By Kavya J
A few weeks ago, a Medium.com post went viral, labelling a new breed of young Indians whose lingua franca was English, even at home, the country’s fastest-growing “caste”. The article drew a psychographic profile of these young people, “Indo-Anglians”, who might have grown up in bilingual homes, where the parents made an effort to speak in their mother tongues, but where English continued to dominate.
Drawing from his own life, the writer said that Indo-Anglians are concentrated around the country’s metros. “Within these cities,” he writes, “they are clustered in certain pockets: Gurgaon, and parts of South Delhi, South Bombay and Western Suburbs from Bandra to Andheri, Indiranagar, Koramangala and gated communities in Bangalore’s Outer Ring Road… They fall well within the top one per cent of India economically, and have a consumption basket that is comparable to their middle class counterparts abroad. Their kids go to international schools and have ‘first-world yoga names’ such as Aryan, Kabir, Kyra, Shanaya, Tia etc.”
I don’t have a First-World name, but I belong firmly to this demographic.
Every parent tries their damndest to make their English-speaking kids learn their mother tongue, and my mother was no different. I hated Sundays for the struggle that I knew would inevitably follow. The routine would be something like this: After breakfast, when other kids were allowed to laze in front of the TV or play, I was supposed to learn “proper” Gujarati by reading the language newspaper out loud to her. Why was this exercise necessary, I would argue, given that I will not be using Gujarati elsewhere? Why do we insist on teaching our children languages that are not going to serve them in life or work or love? Shouldn’t one language be enough for everyone?
My mother was sick of my arguments. My dadi on the other hand, was a little more patient with my rants. One summer she asked me to read out a letter written in Gujarati by her friend, who was supposed to pick her up from a point near “Chandan lab”. I misread it, and sent her outside another shop called “Chandan Bhel”. In those days, without a phone to reach her friend, my poor grandma came back home after a couple of hours in the sun, without having seen her friend.
That day, I deserved her anger, but what I wasn’t prepared for was sadness. It was clear that my indifference toward a language that defined our heritage, had hurt her deeply.
She took up where my mother left off. She began to fill in this culture deficit by exposing me to more and more Gujarati folk songs and tales and taking me along to watch Gujarati plays. Somehow, with her, I didn’t resent it – it was far more enjoyable than having to read the newspaper. I even enjoyed our time together and every Navratri when I mouth the lyrics to dandiya songs, I remember her.
Her cultural references are even more divergent than mine were. Gujarati has no place in her world.
My grandma had taught me a valuable lesson. I realised how much of a role a language can play in sustaining not just culture but in fostering relationships. It doesn’t seem like a big deal to millennials today, and of course, one can communicate no matter what words they speak.

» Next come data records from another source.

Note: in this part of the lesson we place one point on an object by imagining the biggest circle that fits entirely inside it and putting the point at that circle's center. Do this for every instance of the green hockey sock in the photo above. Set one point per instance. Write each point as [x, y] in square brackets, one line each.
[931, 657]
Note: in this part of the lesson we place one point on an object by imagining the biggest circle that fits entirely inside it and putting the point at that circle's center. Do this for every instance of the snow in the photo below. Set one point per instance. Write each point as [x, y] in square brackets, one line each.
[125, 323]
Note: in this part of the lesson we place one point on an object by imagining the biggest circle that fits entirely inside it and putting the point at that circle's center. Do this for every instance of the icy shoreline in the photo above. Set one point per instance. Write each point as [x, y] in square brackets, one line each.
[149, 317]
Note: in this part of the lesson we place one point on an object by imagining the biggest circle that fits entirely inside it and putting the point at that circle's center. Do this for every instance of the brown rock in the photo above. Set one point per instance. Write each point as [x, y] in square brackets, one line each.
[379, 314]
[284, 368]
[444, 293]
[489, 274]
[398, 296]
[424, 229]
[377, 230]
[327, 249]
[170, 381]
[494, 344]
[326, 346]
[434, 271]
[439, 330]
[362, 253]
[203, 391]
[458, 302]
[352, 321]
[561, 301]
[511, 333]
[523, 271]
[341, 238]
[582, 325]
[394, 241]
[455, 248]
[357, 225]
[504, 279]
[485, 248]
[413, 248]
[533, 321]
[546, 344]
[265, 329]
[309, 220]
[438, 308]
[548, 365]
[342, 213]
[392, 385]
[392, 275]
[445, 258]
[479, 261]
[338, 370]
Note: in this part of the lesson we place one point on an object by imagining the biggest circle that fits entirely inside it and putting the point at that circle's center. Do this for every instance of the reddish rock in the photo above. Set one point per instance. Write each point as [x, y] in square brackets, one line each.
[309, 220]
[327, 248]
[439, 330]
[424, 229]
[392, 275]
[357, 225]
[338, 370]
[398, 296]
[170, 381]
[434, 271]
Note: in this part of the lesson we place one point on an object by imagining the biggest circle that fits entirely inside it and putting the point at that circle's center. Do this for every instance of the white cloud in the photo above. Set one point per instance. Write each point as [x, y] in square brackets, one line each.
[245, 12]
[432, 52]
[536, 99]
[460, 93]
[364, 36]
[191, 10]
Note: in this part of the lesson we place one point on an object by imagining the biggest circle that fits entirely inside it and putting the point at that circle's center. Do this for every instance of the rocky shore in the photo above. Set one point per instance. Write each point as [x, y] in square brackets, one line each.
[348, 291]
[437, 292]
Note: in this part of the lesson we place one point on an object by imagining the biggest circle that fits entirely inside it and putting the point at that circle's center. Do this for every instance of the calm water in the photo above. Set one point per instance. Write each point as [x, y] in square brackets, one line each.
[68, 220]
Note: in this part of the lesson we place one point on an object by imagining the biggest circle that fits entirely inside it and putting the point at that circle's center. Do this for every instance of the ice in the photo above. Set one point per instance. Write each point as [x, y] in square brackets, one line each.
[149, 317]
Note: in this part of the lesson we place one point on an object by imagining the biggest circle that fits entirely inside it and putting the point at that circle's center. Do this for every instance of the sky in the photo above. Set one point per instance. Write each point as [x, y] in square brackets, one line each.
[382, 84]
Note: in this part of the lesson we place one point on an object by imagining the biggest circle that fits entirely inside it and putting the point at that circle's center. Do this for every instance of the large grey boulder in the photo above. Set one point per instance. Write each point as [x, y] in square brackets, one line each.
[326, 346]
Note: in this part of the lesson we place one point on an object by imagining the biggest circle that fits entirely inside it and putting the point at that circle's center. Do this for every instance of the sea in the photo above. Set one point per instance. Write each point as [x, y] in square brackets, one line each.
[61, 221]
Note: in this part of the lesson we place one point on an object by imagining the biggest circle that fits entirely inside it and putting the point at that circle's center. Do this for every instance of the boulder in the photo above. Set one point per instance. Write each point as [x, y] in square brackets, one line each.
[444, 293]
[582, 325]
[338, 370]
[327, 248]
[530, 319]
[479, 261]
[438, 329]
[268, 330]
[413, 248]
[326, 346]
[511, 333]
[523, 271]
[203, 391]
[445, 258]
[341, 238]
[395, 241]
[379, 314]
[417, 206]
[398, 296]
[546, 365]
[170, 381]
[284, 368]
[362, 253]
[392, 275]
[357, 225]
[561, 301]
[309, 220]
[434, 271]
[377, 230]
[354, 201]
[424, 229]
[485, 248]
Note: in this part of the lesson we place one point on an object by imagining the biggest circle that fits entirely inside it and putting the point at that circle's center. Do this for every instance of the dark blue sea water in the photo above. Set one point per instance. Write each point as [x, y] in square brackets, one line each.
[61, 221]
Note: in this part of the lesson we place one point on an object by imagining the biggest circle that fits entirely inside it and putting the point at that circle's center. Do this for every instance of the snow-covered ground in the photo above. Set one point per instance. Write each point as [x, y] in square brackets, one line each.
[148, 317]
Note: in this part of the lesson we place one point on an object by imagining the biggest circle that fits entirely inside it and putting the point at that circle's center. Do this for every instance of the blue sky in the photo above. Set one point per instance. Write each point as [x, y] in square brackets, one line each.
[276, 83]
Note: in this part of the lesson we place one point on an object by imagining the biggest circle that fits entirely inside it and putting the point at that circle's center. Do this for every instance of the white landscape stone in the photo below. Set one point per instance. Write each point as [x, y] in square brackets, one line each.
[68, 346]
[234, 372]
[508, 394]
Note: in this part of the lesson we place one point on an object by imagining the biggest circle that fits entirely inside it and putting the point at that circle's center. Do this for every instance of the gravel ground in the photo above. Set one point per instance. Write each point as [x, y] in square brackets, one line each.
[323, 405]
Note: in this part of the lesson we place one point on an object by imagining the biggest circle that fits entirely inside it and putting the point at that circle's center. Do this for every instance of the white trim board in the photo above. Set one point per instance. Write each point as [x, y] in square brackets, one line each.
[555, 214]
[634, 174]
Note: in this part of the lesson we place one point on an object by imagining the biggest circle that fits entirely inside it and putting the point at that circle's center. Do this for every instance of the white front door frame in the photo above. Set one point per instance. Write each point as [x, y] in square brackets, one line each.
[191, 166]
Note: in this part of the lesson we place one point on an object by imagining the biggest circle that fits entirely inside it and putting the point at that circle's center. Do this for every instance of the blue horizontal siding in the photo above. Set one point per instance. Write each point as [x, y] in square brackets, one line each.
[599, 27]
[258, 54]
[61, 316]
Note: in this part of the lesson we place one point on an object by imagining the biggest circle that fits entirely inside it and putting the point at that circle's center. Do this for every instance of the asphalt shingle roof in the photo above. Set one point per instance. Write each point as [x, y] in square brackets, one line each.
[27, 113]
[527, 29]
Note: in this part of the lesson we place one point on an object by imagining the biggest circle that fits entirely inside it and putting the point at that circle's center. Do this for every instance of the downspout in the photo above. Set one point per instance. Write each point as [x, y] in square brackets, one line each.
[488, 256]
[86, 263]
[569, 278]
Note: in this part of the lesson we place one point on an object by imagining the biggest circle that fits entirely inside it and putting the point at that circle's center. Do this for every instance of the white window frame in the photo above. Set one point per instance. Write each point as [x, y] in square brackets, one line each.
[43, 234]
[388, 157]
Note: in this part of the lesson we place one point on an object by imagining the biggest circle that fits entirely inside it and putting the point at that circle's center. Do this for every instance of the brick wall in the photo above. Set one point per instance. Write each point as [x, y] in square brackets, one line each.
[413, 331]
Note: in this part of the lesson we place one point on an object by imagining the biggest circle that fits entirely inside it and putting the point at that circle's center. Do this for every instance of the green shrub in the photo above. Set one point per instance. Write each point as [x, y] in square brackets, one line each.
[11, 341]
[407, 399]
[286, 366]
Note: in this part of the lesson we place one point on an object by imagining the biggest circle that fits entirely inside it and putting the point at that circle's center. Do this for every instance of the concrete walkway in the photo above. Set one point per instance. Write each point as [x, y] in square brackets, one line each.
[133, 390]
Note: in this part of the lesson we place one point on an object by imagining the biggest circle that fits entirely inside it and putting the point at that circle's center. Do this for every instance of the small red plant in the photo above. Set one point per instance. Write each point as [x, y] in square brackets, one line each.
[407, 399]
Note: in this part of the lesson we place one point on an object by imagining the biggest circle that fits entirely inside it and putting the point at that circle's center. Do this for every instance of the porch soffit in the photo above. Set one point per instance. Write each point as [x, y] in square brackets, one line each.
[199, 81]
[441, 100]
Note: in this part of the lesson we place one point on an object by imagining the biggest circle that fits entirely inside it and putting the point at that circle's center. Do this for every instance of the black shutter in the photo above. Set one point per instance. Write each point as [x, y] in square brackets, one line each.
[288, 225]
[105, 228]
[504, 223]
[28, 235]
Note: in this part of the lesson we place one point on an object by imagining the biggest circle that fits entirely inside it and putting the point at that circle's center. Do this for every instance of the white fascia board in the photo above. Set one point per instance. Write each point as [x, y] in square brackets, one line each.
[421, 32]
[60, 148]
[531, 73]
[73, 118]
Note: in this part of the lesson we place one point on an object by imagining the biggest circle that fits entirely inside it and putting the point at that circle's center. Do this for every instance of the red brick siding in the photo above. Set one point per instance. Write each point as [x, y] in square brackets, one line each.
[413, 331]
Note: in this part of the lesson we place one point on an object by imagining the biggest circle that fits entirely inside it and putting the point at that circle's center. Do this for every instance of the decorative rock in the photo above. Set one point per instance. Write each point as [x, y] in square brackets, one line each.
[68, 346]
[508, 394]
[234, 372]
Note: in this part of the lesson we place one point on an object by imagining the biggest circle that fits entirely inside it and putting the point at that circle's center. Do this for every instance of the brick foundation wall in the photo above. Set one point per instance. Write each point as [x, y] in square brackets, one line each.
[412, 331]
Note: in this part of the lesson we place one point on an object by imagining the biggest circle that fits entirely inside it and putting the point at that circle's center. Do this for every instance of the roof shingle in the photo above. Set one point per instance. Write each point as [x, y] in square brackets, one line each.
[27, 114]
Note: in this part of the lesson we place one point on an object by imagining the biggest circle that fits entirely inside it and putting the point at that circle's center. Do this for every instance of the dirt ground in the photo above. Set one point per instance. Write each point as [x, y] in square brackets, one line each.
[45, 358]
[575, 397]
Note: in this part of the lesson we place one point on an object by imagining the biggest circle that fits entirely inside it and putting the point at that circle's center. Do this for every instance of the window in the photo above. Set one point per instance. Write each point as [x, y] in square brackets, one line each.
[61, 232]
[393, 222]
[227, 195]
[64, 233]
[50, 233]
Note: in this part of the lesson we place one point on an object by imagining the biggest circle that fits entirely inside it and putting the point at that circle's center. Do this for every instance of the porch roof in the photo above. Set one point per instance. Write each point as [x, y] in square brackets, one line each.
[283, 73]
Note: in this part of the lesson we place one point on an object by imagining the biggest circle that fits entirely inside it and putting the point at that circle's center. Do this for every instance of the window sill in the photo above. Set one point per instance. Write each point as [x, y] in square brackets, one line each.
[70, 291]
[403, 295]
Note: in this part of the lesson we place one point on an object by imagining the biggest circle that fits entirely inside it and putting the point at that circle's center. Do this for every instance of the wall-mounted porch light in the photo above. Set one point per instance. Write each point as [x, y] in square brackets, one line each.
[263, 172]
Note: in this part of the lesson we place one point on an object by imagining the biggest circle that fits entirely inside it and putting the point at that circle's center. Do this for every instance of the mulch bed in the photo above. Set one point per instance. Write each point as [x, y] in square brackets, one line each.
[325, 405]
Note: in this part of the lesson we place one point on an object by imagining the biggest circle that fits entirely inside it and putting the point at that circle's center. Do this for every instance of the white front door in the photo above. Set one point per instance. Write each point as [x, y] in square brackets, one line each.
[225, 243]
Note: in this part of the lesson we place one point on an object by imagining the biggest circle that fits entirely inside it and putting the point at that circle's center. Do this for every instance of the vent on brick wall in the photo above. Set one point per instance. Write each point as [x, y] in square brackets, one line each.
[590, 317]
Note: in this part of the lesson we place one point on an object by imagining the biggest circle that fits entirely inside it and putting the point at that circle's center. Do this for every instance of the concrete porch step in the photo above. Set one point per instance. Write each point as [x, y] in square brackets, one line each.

But the familiarity of a shared language has something very comforting about it. It can immediately change the rapport you share with someone. It can bridge unbreachable divides. Like the time you are caught with pot by a policewala in Mumbai. You know you are in the wrong, but you also know that throwing in a beseeching “sahib” or a “jaaun dya na bhau” to try to be in his good books.
My niece was recently asked to choose between Spanish and Hindi at school. She immediately chose Spanish. I asked her who she plans to speak Spanish with. My friends, she tells me, with a toss of her hair. She’s a girl raised on English videos and Japanese animated series centered around a lazy egg yolk, and Roald Dahl books. Her cultural references are even more divergent than mine were. Gujarati has no place in her world.
My grandmother does not know how to relate to her. The language, which ought to bring them closer, is a wedge between their worlds.
I doubt my niece will persevere with Spanish. It will be dropped like many other things have been dropped – guitar lessons and t’ai chi classes. She will grow up to speak only English, just like an Indo-Anglian. I know it’s a bit rich for me to think about this, but we might become just another English-speaking country, with a moderately different accent. We will be unlike those European countries like the Norway, Spain, Italy, Czech Republic, or Asian nations like China and Japan that have learnt to hold their mother tongues dear, because we don’t have a single regional language that unites us.
Besides, Hindi and Gujarati are not as sexy as Spanish and French and it doesn’t help that regressive fringe outfits routinely turn language into a battleground. It almost makes you want to renounce this “cultural pride” bullshit and become part of the English-speaking world, that is supposedly free of hyper-nationalism and bigotry.
If we look past the politics though, we might realise we stand to lose something critical.
My grandmother’s friend, the one she was to meet at Chandan lab, passed away two years after that misreading episode. They never got to meet again. Gujarati might be a small entrant on the world stage, I may not get any jobs because I speak the language, and it will not help me get laid (quite the opposite in fact).
But our identities, our people, and our pasts are tied up in our mother tongue. My niece is too young to understand that. Thankfully, I’m not.